Since the early 1990s, both air and sea transport has made Tallinn travel an easy journey. An airport outside of the capital receives flights from more than twenty European destinations, and budget airline EasyJet makes connections from London or Berlin. A wide range of ferries and hydrofoils are available from Finland and Sweden, and buses are also available from cities throughout Europe. However you travel to Estonia, the attractions in Tallinn are sure to impress. From the UNESCO World Heritage site that is the old town, to the buzzing nightlife, you won’t be sorry you ventured to this Baltic country.

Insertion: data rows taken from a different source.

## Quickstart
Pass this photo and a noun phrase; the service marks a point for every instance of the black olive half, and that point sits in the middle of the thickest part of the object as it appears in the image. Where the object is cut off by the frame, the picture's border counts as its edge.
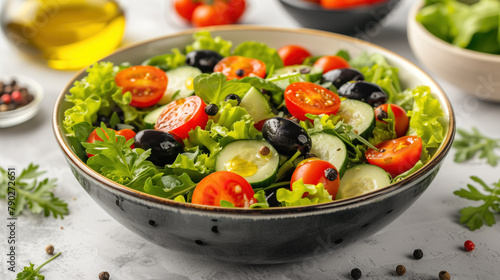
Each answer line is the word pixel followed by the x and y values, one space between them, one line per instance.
pixel 204 60
pixel 340 76
pixel 367 92
pixel 286 136
pixel 164 147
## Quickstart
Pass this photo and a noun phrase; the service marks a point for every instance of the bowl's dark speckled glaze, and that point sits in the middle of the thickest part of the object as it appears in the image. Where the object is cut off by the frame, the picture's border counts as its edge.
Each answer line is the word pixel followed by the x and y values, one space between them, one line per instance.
pixel 352 21
pixel 247 236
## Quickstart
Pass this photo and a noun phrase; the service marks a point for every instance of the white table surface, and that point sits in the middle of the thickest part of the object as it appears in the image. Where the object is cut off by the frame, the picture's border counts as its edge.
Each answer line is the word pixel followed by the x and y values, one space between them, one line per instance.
pixel 91 241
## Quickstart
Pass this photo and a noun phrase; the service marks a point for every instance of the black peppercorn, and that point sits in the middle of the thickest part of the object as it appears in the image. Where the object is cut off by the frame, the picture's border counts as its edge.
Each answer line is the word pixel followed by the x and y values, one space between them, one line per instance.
pixel 400 270
pixel 211 109
pixel 356 273
pixel 418 254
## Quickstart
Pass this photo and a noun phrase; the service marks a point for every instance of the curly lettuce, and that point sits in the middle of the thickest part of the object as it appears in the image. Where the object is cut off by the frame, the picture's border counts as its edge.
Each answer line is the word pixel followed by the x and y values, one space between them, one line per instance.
pixel 315 194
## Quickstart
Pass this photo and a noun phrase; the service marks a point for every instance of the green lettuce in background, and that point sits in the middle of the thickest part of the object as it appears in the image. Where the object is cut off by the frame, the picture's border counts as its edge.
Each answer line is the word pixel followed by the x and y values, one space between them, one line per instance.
pixel 475 26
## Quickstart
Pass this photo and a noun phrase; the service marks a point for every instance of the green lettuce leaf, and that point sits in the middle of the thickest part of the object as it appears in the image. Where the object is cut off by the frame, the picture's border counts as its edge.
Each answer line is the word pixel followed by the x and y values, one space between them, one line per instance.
pixel 261 52
pixel 315 194
pixel 203 41
pixel 213 88
pixel 425 120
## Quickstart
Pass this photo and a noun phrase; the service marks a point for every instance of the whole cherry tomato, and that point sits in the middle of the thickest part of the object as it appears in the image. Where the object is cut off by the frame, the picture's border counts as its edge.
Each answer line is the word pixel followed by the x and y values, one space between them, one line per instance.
pixel 237 67
pixel 293 54
pixel 146 83
pixel 331 62
pixel 305 97
pixel 315 171
pixel 223 185
pixel 397 155
pixel 401 121
pixel 182 115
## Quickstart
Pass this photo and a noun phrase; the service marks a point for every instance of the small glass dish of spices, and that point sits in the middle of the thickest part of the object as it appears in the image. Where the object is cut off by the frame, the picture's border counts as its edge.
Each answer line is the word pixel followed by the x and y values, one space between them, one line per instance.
pixel 20 99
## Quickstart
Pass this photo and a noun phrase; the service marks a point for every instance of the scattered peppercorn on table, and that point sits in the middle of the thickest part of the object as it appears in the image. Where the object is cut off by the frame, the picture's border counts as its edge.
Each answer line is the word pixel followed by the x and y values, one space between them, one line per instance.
pixel 426 242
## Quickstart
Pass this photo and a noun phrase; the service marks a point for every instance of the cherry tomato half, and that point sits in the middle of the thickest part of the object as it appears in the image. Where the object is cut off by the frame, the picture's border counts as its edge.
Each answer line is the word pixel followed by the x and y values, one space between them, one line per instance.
pixel 397 155
pixel 223 185
pixel 401 121
pixel 331 62
pixel 293 54
pixel 306 97
pixel 185 8
pixel 315 171
pixel 182 115
pixel 146 83
pixel 127 133
pixel 336 4
pixel 237 67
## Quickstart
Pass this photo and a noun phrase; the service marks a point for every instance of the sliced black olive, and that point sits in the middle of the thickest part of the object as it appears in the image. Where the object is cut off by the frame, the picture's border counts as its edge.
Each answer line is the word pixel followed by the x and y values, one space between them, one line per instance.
pixel 204 60
pixel 340 76
pixel 364 91
pixel 286 136
pixel 164 147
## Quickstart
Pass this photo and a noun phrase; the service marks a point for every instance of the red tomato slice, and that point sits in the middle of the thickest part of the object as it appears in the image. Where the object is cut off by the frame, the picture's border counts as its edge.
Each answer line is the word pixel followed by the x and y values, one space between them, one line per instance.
pixel 331 62
pixel 306 97
pixel 146 83
pixel 314 171
pixel 293 55
pixel 401 123
pixel 223 185
pixel 181 116
pixel 237 67
pixel 127 133
pixel 397 155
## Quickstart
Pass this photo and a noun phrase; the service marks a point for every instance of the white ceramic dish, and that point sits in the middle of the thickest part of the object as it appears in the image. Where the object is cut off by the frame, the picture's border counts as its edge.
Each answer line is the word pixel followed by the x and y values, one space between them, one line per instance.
pixel 473 72
pixel 22 114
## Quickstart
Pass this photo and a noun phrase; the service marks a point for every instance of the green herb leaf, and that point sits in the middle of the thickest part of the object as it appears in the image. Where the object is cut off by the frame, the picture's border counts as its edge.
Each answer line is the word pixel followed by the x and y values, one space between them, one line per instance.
pixel 475 143
pixel 475 216
pixel 31 273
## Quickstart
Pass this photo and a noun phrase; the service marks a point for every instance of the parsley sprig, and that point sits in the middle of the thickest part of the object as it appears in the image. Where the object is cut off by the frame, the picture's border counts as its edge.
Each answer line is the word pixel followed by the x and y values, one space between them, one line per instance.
pixel 473 143
pixel 31 273
pixel 475 216
pixel 32 193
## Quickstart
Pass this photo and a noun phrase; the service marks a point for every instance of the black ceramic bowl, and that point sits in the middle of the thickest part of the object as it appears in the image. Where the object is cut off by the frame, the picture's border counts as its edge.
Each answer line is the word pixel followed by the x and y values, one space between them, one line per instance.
pixel 259 236
pixel 358 21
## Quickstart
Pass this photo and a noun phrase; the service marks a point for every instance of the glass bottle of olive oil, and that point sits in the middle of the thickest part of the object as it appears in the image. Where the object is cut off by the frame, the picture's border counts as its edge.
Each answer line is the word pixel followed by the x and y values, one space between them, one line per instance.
pixel 68 34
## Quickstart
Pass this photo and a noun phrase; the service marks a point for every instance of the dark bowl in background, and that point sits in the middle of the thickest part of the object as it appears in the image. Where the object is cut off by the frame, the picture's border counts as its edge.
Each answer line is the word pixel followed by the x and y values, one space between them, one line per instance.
pixel 350 21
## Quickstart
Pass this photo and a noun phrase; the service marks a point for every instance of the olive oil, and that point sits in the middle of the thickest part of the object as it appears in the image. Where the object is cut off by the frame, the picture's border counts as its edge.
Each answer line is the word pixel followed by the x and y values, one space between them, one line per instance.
pixel 69 34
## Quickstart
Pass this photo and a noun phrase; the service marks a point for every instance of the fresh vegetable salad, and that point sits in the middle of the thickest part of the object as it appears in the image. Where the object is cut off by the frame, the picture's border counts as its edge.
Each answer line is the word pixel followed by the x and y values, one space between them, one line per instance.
pixel 251 126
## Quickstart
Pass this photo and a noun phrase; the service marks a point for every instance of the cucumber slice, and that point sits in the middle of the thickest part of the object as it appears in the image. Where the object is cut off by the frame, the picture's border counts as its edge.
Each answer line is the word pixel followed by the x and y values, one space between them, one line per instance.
pixel 361 179
pixel 242 157
pixel 311 74
pixel 180 83
pixel 256 105
pixel 359 115
pixel 151 117
pixel 330 148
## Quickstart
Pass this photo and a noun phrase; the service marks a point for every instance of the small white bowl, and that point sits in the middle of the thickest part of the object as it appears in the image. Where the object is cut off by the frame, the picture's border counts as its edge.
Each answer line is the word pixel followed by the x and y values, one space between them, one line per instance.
pixel 24 113
pixel 474 72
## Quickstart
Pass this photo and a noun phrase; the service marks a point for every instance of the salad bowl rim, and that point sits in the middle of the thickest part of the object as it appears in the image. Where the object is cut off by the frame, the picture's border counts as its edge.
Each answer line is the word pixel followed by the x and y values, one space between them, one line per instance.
pixel 336 204
pixel 442 44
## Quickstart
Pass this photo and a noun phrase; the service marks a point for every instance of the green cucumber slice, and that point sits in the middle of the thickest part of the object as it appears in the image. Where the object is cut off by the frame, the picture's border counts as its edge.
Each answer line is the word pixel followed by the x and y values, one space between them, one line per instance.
pixel 178 81
pixel 330 148
pixel 256 105
pixel 151 117
pixel 243 157
pixel 359 115
pixel 361 179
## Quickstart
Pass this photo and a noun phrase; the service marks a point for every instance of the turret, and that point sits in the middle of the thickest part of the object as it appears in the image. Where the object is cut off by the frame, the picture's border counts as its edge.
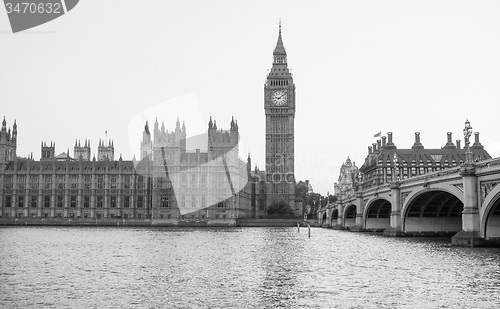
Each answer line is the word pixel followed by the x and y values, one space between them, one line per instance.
pixel 8 143
pixel 146 144
pixel 105 152
pixel 82 152
pixel 48 152
pixel 417 144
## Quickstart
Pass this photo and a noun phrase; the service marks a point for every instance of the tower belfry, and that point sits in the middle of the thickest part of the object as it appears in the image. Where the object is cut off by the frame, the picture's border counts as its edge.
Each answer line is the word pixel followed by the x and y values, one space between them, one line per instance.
pixel 279 106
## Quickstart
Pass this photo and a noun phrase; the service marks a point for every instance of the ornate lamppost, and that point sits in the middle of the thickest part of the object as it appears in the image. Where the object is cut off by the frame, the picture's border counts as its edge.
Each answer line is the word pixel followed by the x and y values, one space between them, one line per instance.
pixel 467 135
pixel 395 175
pixel 359 180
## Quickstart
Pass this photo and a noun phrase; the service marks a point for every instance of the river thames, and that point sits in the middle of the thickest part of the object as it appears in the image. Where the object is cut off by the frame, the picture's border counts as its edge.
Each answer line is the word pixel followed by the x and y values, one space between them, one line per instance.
pixel 78 267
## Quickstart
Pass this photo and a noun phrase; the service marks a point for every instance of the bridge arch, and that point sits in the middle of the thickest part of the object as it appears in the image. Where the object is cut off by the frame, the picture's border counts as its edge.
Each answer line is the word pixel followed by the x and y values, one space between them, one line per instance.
pixel 490 214
pixel 350 216
pixel 377 214
pixel 433 211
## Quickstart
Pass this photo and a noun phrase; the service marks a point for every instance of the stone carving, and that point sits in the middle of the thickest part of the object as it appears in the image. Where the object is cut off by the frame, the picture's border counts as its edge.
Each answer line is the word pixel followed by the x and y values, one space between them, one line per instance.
pixel 486 188
pixel 404 195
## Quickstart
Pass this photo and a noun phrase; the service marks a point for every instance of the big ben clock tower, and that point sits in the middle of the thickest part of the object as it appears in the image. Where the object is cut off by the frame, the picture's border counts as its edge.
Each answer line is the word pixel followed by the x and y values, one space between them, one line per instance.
pixel 279 106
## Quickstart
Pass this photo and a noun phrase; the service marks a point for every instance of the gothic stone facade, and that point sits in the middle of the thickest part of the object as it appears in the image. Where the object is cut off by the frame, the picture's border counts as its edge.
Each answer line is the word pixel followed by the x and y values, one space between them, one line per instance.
pixel 168 183
pixel 279 106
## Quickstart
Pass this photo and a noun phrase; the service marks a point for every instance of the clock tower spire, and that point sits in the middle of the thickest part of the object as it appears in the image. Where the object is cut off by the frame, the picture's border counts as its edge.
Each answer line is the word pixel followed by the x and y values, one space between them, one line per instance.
pixel 279 106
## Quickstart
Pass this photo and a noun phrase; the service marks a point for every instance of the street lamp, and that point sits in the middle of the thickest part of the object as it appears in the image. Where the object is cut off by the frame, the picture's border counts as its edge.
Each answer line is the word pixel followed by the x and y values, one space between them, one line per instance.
pixel 395 176
pixel 467 135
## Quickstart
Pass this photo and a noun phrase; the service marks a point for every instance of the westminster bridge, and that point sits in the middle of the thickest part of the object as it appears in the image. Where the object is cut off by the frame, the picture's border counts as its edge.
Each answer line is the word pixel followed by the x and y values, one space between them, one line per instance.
pixel 463 201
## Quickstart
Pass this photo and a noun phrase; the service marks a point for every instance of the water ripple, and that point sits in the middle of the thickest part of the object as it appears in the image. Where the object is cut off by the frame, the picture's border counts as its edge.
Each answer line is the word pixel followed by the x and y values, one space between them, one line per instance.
pixel 55 267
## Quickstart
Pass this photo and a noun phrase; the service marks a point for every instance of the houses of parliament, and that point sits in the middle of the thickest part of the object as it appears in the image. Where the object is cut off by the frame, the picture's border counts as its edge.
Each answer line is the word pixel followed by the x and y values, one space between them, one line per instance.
pixel 167 183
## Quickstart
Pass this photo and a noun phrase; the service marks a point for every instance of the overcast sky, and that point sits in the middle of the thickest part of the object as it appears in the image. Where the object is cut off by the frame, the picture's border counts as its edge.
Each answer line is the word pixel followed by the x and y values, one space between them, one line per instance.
pixel 359 67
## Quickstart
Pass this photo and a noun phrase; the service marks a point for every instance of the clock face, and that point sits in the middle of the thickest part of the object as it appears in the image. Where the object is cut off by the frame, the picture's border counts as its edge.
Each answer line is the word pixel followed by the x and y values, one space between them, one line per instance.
pixel 279 97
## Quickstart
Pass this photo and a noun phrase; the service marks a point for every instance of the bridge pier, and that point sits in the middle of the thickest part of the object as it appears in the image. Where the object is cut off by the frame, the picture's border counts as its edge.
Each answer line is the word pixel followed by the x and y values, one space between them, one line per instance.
pixel 396 229
pixel 470 235
pixel 340 218
pixel 360 210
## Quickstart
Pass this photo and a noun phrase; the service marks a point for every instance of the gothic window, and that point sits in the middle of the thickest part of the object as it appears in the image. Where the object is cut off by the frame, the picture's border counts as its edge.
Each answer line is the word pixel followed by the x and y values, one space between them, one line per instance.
pixel 21 180
pixel 60 201
pixel 140 201
pixel 86 181
pixel 100 201
pixel 113 181
pixel 164 201
pixel 47 180
pixel 86 201
pixel 8 201
pixel 8 181
pixel 126 182
pixel 34 182
pixel 113 201
pixel 60 181
pixel 100 181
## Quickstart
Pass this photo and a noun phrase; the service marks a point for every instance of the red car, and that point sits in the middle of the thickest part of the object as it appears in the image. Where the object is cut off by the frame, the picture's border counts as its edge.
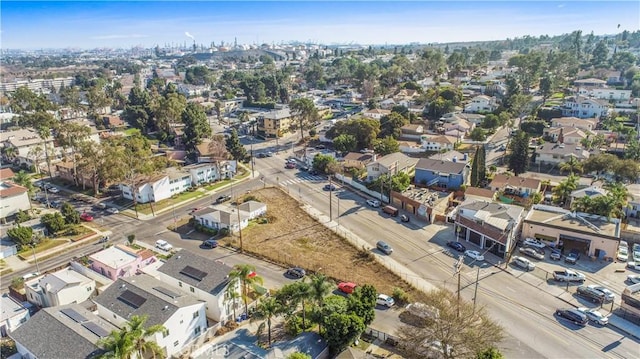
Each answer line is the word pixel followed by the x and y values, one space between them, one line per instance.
pixel 346 287
pixel 86 217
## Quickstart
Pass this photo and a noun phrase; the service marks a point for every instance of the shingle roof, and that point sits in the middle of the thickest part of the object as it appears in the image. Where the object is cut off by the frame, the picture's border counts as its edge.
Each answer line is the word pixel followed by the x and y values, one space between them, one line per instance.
pixel 217 273
pixel 71 340
pixel 440 165
pixel 157 305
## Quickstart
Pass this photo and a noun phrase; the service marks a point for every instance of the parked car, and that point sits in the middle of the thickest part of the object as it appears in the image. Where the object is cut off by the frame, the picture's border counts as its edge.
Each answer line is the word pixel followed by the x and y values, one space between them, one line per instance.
pixel 534 243
pixel 594 315
pixel 555 254
pixel 573 315
pixel 209 243
pixel 623 254
pixel 346 287
pixel 223 198
pixel 384 247
pixel 573 256
pixel 296 272
pixel 531 252
pixel 164 245
pixel 385 300
pixel 329 187
pixel 523 263
pixel 87 217
pixel 373 203
pixel 590 294
pixel 609 296
pixel 474 255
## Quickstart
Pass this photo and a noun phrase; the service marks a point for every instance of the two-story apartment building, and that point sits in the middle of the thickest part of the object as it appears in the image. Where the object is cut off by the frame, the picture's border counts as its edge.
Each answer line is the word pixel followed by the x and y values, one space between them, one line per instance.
pixel 492 226
pixel 120 261
pixel 59 288
pixel 69 331
pixel 182 315
pixel 274 123
pixel 391 164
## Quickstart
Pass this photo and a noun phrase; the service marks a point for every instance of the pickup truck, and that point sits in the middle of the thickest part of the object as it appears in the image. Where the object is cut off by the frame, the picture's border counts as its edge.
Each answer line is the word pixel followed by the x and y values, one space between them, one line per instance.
pixel 568 276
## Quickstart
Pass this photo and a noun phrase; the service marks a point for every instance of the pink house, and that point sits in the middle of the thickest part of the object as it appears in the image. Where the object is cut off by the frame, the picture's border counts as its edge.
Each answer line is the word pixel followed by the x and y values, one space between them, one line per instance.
pixel 121 261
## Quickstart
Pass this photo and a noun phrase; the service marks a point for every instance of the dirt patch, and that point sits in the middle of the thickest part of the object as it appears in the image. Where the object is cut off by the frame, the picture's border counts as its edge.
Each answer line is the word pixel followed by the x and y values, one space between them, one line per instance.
pixel 293 238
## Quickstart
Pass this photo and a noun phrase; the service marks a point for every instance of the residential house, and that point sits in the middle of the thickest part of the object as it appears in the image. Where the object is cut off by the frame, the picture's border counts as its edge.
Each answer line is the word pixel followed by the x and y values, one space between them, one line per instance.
pixel 69 331
pixel 391 164
pixel 554 154
pixel 358 160
pixel 514 185
pixel 204 279
pixel 491 226
pixel 13 314
pixel 59 288
pixel 120 261
pixel 411 131
pixel 274 123
pixel 376 113
pixel 437 143
pixel 591 192
pixel 13 198
pixel 592 235
pixel 181 314
pixel 586 124
pixel 442 174
pixel 481 103
pixel 583 107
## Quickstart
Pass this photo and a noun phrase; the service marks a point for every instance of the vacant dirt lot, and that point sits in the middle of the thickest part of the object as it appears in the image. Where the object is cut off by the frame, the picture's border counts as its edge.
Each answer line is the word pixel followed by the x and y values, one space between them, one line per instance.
pixel 294 238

Of all the attractions in Tallinn, the most popular is the cobbled streets of the old town. The spires of fourteenth-century churches will have your eyes glued to the skyline, while shops, cafés, and restaurants will tempt them back down to Earth. The old town is divided into two sections: upper town and lower town. Each area is home to different attractions in Tallinn. The upper town has the beautiful Alexander Nevsky Cathedral, a nineteenth-century Eastern Orthodox church, and the onion domes and strong architecture are sure to evoke thoughts of Russia. The lower town is known for being especially well-preserved, and it is home to Raekoja plats and the Tallinn town hall square.
Other favorites during Tallinn travel are the Dominican Monastery, the former KGB headquarters, and Kadriorg Palace. The palace was built during the eighteenth century for Peter the Great; today, it is home to the Foreign Art Museum. Not all of the Tallinn Medieval churches still function as places of worship. Niguliste Church is just steps from town hall square, and today is home to a variety of concerts and exhibitions. The oldest church in Estonia is Toomkirik, Dome Church, which was built in the thirteenth century and has great views over the town and harbor.
However, the main attraction of Tallinn Estonia is the atmosphere. Make the time to indulge in the café culture of the city, where people-watching and strong coffee can fill entire afternoons. Gourmet bakeries, tables al fresco, and candlelit cafés on snowy afternoons all contribute to the enchanting ambience of Tallinn. While the city is the largest tourist destination in the country, other places are well worth visiting. The seaside town of Haapsalu is a great place to relax, and the national parks have coastal trails and forests that are ideal for hikers and nature enthusiasts. Once you arrive in Estonia, you may be surprised at all there is to discover in such a small country.